On July 23, 2013, the wife moved for sole custody, reinstatement of the child support that had been suspended, clarification of travel arrangements, and payment for college preparation programs.  The wife also moved separately to modify child support.  The husband cross-moved for reunification therapy, the appointment of a parenting coordinator, and the immediate dismissal of the Egyptian custody lawsuit.  On October 4, 2013, the Family Part judge essentially denied almost everything requested in all 3 motions, except that child support should be recalculated and that a parenting coordinator had to be utilized.  Accordingly, on March 4, 2014, the husband’s base child support obligation was calculated at $735 per week, based on his income of $475,000 and the wife’s imputed income of $102,000.  Both the husband and the wife moved for reconsideration, and the judge denied both motions.

The wife appealed both the October 4, 2013, and the March 4, 2014 orders on numerous grounds.  She argued, among other things, that the Family Part erred in denying her request to raise child support to $1,240 per week in light of her unemployment, and in not sanctioning the husband for noncompliance with court orders to respond to texts and emails within 48 hours.  In all respects but one, the Appellate Division affirmed the decisions of the lower court.
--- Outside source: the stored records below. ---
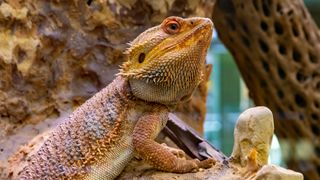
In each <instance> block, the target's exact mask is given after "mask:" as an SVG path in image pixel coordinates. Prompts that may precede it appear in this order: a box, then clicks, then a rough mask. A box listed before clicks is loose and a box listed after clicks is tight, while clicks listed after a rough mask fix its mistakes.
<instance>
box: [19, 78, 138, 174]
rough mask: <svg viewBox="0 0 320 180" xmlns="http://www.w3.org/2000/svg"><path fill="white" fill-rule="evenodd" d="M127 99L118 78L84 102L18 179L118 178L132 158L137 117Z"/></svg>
mask: <svg viewBox="0 0 320 180" xmlns="http://www.w3.org/2000/svg"><path fill="white" fill-rule="evenodd" d="M129 96H130V90H129V86H128V83H127V82H126V81H125V80H124V79H123V78H120V77H118V78H116V79H115V80H114V81H113V82H112V83H111V84H110V85H108V86H107V87H106V88H104V89H102V90H101V91H100V92H99V93H97V94H96V95H94V96H93V97H92V98H90V99H89V100H87V101H86V102H85V103H84V104H83V105H81V106H80V107H79V108H78V109H77V110H76V111H74V112H73V113H72V114H71V116H70V117H69V118H68V119H67V120H66V121H65V122H63V123H62V124H61V125H59V126H58V127H57V128H56V129H55V130H54V131H53V133H52V135H51V136H50V137H49V138H48V139H47V140H46V141H45V142H44V144H43V145H42V146H41V147H40V149H39V150H38V151H37V152H36V154H34V155H33V156H31V158H30V161H29V163H28V166H26V167H25V168H24V170H23V171H22V173H21V175H20V179H30V178H33V179H43V178H45V179H57V178H59V179H61V178H79V179H86V178H90V176H91V177H95V175H96V174H99V176H98V177H105V178H106V179H113V178H115V177H117V176H118V175H119V173H118V172H121V170H122V169H123V168H124V167H125V165H126V164H127V162H128V161H130V159H131V158H132V157H133V147H132V145H131V138H130V137H131V135H130V134H131V133H132V131H133V127H134V124H135V122H134V121H136V120H137V119H138V117H139V114H140V113H136V112H138V111H139V108H138V111H136V110H134V112H132V111H133V110H131V111H130V110H129V111H128V109H127V107H128V106H129V105H130V103H132V102H131V101H132V100H130V98H129ZM142 111H143V110H141V112H142ZM110 161H111V162H110ZM112 161H114V162H112ZM108 162H109V163H108ZM120 169H121V170H120ZM101 174H102V175H101ZM103 174H104V175H105V176H104V175H103Z"/></svg>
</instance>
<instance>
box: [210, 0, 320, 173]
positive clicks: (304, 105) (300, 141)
mask: <svg viewBox="0 0 320 180" xmlns="http://www.w3.org/2000/svg"><path fill="white" fill-rule="evenodd" d="M213 16H214V23H215V26H216V28H217V30H218V33H219V36H220V38H221V40H222V41H223V43H224V44H225V45H226V46H227V47H228V49H229V50H230V51H231V53H232V55H233V56H234V58H235V60H236V63H237V65H238V67H239V69H240V72H241V74H242V77H243V79H244V81H245V82H246V84H247V86H248V88H249V91H250V96H251V98H252V99H253V100H254V102H255V104H256V105H264V106H267V107H268V108H270V109H271V110H272V112H273V114H274V116H275V132H276V134H277V136H278V138H279V139H280V142H281V144H282V145H283V147H284V148H285V149H284V153H283V156H284V157H285V158H286V159H285V161H286V163H287V164H288V167H289V168H291V169H294V170H297V171H301V172H303V173H304V175H305V177H306V178H308V179H320V160H319V157H320V155H319V149H320V138H319V137H320V126H319V124H320V123H319V121H320V32H319V29H318V27H317V26H316V24H315V23H314V21H313V20H312V17H311V16H310V14H309V12H308V11H307V9H306V7H305V6H304V4H303V1H301V0H252V1H245V0H240V1H235V0H220V1H217V4H216V6H215V10H214V13H213ZM286 147H287V148H286Z"/></svg>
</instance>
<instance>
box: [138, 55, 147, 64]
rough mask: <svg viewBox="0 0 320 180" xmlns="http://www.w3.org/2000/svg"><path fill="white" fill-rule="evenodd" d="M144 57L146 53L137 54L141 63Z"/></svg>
mask: <svg viewBox="0 0 320 180" xmlns="http://www.w3.org/2000/svg"><path fill="white" fill-rule="evenodd" d="M145 57H146V54H145V53H141V54H140V55H139V59H138V61H139V63H143V61H144V59H145Z"/></svg>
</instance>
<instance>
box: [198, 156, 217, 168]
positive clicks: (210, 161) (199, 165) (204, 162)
mask: <svg viewBox="0 0 320 180" xmlns="http://www.w3.org/2000/svg"><path fill="white" fill-rule="evenodd" d="M215 163H216V161H215V160H214V159H212V158H208V159H206V160H203V161H199V162H198V163H197V165H198V168H203V169H208V168H211V167H212V166H213V165H214V164H215Z"/></svg>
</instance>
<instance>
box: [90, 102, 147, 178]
mask: <svg viewBox="0 0 320 180" xmlns="http://www.w3.org/2000/svg"><path fill="white" fill-rule="evenodd" d="M143 113H144V107H141V106H139V105H138V106H135V107H134V108H131V109H129V110H128V111H127V113H126V114H127V115H126V117H125V118H124V119H125V123H124V124H123V125H122V126H123V127H122V129H123V130H124V134H123V136H122V138H121V139H120V140H119V141H118V142H117V143H116V144H115V146H113V147H112V148H111V149H109V151H108V154H107V155H106V156H105V158H104V160H103V161H101V162H100V163H98V164H96V165H94V166H92V170H91V172H90V174H88V176H87V178H86V179H97V180H98V179H107V180H108V179H115V178H116V177H117V176H119V174H120V173H121V172H122V170H123V169H124V168H125V167H126V165H127V164H128V163H129V161H130V160H131V159H132V158H133V156H134V149H133V145H132V133H133V129H134V125H135V124H136V122H137V121H138V119H139V117H140V116H141V115H142V114H143Z"/></svg>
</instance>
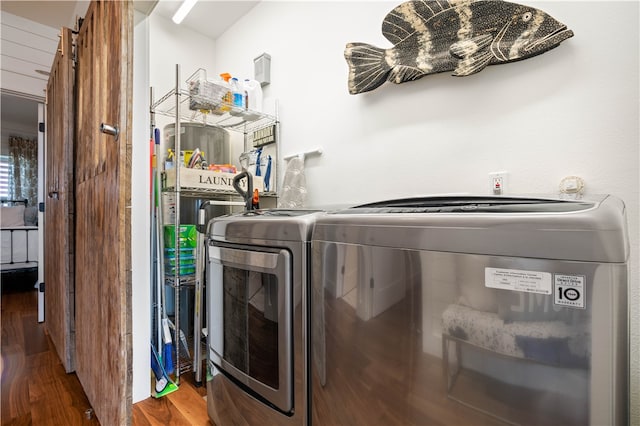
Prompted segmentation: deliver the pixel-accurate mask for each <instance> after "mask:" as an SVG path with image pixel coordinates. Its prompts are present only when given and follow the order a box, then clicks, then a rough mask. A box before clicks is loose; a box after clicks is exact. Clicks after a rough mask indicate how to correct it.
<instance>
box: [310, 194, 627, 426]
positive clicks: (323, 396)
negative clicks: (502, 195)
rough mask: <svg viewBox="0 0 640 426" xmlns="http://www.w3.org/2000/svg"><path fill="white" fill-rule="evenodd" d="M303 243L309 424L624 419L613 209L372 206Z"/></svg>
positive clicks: (615, 202)
mask: <svg viewBox="0 0 640 426" xmlns="http://www.w3.org/2000/svg"><path fill="white" fill-rule="evenodd" d="M311 244H312V256H311V259H312V264H313V266H314V267H313V270H312V298H311V304H312V309H311V327H312V336H313V338H312V345H311V346H312V362H311V367H312V374H311V381H312V383H311V384H312V392H311V393H312V398H311V413H312V414H311V419H312V424H313V425H314V426H315V425H320V426H322V425H336V424H349V425H371V424H401V425H425V424H451V425H458V424H527V425H534V424H538V425H548V424H562V425H587V424H590V425H619V424H626V423H627V422H628V411H629V410H628V396H629V395H628V379H629V370H628V330H627V321H628V319H627V286H628V283H627V280H628V278H627V274H628V272H627V260H628V256H629V242H628V237H627V229H626V218H625V207H624V204H623V203H622V202H621V201H620V200H619V199H616V198H615V197H612V196H603V197H597V198H595V199H593V200H589V201H586V200H585V201H566V200H557V199H543V198H518V197H514V198H508V197H497V198H488V197H462V198H459V197H440V198H422V199H409V200H396V201H389V202H382V203H375V204H370V205H366V206H361V207H357V208H351V209H346V210H342V211H337V212H333V213H327V214H326V215H324V216H322V217H320V218H318V220H317V221H316V225H315V228H314V233H313V238H312V243H311Z"/></svg>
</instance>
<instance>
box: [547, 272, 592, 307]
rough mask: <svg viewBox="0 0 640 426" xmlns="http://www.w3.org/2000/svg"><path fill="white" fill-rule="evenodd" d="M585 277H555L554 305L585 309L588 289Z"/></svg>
mask: <svg viewBox="0 0 640 426" xmlns="http://www.w3.org/2000/svg"><path fill="white" fill-rule="evenodd" d="M584 281H585V277H584V276H583V275H563V274H554V276H553V303H554V304H555V305H561V306H567V307H570V308H578V309H584V303H585V299H586V289H585V287H584Z"/></svg>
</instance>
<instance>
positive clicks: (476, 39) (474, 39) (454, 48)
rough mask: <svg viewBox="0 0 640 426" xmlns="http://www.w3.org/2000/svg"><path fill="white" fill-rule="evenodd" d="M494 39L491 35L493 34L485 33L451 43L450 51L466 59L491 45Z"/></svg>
mask: <svg viewBox="0 0 640 426" xmlns="http://www.w3.org/2000/svg"><path fill="white" fill-rule="evenodd" d="M492 40H493V37H491V34H483V35H479V36H476V37H471V38H469V39H466V40H461V41H458V42H456V43H453V44H452V45H451V47H450V48H449V53H451V55H453V56H454V57H456V58H458V59H464V58H466V57H468V56H471V55H474V54H476V53H477V52H479V51H481V50H482V49H484V48H485V47H487V46H490V45H491V41H492Z"/></svg>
The Appellate Division concluded that the Family Part erred in failing to reconsider the suspension of child support.  The Appellate Division noted that, while the relief was imposed to compel the wife, who had delayed in dismissing the Egyptian proceedings, the lower court did not order reimbursement for the suspended period.  While the Family Part denied reconsideration on the basis that there had been no other option when the sanction was imposed, the Appellate Division held that there was no factual basis to support that assertion.  In addition, the Appellate Division found no legal basis for denying the child’s support for 5 weeks, pointing out that the purpose of child support is to benefit the child and not the parent.  The Appellate Division found that the sanction penalized the child, who was not responsible for the delay in dismissing the Egyptian proceedings.  Accordingly, the Appellate Division reversed this sole portion of the October 4, 2013, order, and remanded to the Family Part for further consideration.